I’m sitting here with glass of Cote du Rhône and watch the Tour. For one week now, I’ve been shown daily what I have missed over the last six years. The Tour is rolling through France, and I’m vraiment a part of it, just sitting here in my chair. Not much beats French TV for watching the Tour. It starts with all mountain stages being shown in the full beauty. Even the flat days deserve three hours live. Barely any commercial interrupts the broadcast.
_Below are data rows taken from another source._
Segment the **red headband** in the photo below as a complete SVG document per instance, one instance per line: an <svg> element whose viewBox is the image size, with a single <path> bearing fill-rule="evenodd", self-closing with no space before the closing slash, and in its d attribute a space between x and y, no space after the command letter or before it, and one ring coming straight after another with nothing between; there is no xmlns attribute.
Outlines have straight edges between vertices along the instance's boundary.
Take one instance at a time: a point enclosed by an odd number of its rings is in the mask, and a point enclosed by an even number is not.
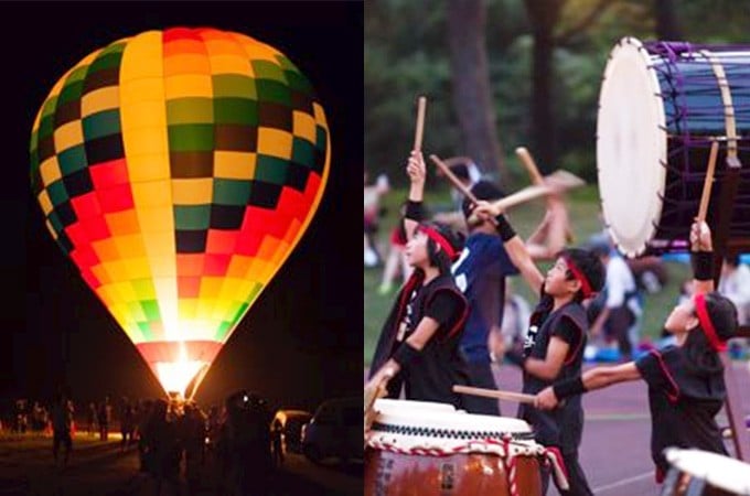
<svg viewBox="0 0 750 496"><path fill-rule="evenodd" d="M578 279L578 281L581 283L581 293L583 293L583 298L589 298L590 295L593 294L593 291L591 290L591 284L589 284L589 280L586 279L586 276L583 276L583 272L580 271L578 266L572 261L570 257L567 255L562 256L562 260L565 260L565 263L568 266L568 269L570 272L572 272L572 277Z"/></svg>
<svg viewBox="0 0 750 496"><path fill-rule="evenodd" d="M419 226L419 230L425 233L428 238L440 245L440 248L448 255L448 258L450 260L454 260L456 256L458 255L453 247L448 242L448 239L446 239L437 230L432 229L431 227L427 226Z"/></svg>
<svg viewBox="0 0 750 496"><path fill-rule="evenodd" d="M695 302L695 312L698 314L700 328L703 328L704 334L706 334L706 338L708 338L708 343L711 345L711 348L714 348L715 352L726 352L727 343L721 343L719 335L716 334L714 323L708 315L708 309L706 309L706 295L698 293L695 295L693 301Z"/></svg>

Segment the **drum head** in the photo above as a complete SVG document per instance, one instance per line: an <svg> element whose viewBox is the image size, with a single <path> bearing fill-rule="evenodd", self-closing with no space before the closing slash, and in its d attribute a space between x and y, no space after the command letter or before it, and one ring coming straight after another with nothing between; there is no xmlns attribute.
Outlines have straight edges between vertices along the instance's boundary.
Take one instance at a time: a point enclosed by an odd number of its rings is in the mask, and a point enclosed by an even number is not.
<svg viewBox="0 0 750 496"><path fill-rule="evenodd" d="M604 69L597 118L597 168L604 222L622 254L646 249L662 215L667 136L650 55L625 37Z"/></svg>
<svg viewBox="0 0 750 496"><path fill-rule="evenodd" d="M671 448L666 460L677 470L731 494L750 496L750 464L700 450Z"/></svg>
<svg viewBox="0 0 750 496"><path fill-rule="evenodd" d="M375 402L378 412L375 422L385 425L414 429L453 430L456 432L531 433L525 421L511 417L480 416L454 410L443 403L424 401L384 400ZM374 427L376 430L376 428Z"/></svg>
<svg viewBox="0 0 750 496"><path fill-rule="evenodd" d="M375 400L375 411L387 412L394 410L408 410L408 411L450 411L454 412L456 408L449 403L439 403L437 401L414 401L414 400L400 400L390 398L378 398Z"/></svg>

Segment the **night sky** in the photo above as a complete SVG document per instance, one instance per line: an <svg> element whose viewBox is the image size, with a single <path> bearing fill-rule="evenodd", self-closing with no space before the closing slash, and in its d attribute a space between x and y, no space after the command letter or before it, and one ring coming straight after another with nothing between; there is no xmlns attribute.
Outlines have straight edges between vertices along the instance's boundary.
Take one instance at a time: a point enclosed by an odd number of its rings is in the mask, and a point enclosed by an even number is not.
<svg viewBox="0 0 750 496"><path fill-rule="evenodd" d="M44 227L29 185L29 137L52 86L88 53L150 29L202 25L268 43L308 76L326 112L332 161L315 218L219 353L197 399L216 402L248 388L277 406L313 408L324 398L360 395L362 272L354 227L358 230L363 4L32 2L2 10L3 400L47 400L61 386L78 401L162 393Z"/></svg>

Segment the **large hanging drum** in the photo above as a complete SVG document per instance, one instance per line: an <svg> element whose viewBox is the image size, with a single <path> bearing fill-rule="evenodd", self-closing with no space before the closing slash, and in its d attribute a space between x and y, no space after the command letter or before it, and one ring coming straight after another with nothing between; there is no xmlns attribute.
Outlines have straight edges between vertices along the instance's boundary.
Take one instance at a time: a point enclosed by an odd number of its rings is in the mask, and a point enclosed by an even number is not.
<svg viewBox="0 0 750 496"><path fill-rule="evenodd" d="M365 496L538 496L540 463L567 486L556 453L523 420L408 400L378 399L374 408Z"/></svg>
<svg viewBox="0 0 750 496"><path fill-rule="evenodd" d="M700 450L667 449L662 496L750 496L750 464Z"/></svg>
<svg viewBox="0 0 750 496"><path fill-rule="evenodd" d="M750 47L621 40L597 122L602 211L620 251L689 249L711 142L719 141L715 208L727 163L750 163L749 132ZM730 239L750 237L750 175L740 177Z"/></svg>

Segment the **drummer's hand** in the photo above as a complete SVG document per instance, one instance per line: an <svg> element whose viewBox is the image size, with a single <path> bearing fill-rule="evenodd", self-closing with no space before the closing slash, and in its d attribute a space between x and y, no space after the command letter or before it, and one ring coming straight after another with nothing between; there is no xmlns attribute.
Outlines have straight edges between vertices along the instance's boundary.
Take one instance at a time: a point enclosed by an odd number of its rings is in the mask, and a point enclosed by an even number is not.
<svg viewBox="0 0 750 496"><path fill-rule="evenodd" d="M557 408L558 403L559 401L551 387L543 389L536 395L536 397L534 397L534 407L538 408L539 410L551 410Z"/></svg>
<svg viewBox="0 0 750 496"><path fill-rule="evenodd" d="M712 251L711 229L706 222L696 219L690 226L690 246L693 251Z"/></svg>
<svg viewBox="0 0 750 496"><path fill-rule="evenodd" d="M411 150L409 161L406 164L406 173L413 183L425 184L427 177L427 166L425 166L425 158L420 151Z"/></svg>
<svg viewBox="0 0 750 496"><path fill-rule="evenodd" d="M474 205L474 208L471 211L472 215L478 216L479 218L485 220L492 217L497 217L500 214L503 213L502 208L497 208L495 205L491 204L490 202L486 202L484 200L480 200L476 202Z"/></svg>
But time is only one aspect. Another is the dense atmosphere. No one else can be as close to the action as someone watching TV here. Laurent Jalabert is reporting the action of the day and after the stage, at least three racers join the spike-haired announcer, Gerard Holtz, in Velo Club to keep us glued to our screens even longer. The foolhardy guys that film the race from their motorcycles have a direct line to the studio, as has the camera man sitting in the helicopter. There is always someone right where something just happened. Moto 2 might be filming the pack while moto 1 is telling details about the break-away. Suddenly the dude in the helicopter screams something about a crash.
And since the language everyone speaks is French, it’s very easy to get interviews from truly everyone. Today, Bjarne Riis and Johan Bruyneel were both live on air during the race, giving interviews while navigating their team cars through the zoo that is the Tour caravan. Same goes for the managers of almost any other team. After a while I lost track. Lance is totally relaxed and quite happy to chat with the guys on the motorcycle. Vinokourov speaks French, Hushovd speaks French, Boonen speaks French. And I’m sitting here in my chair and listen.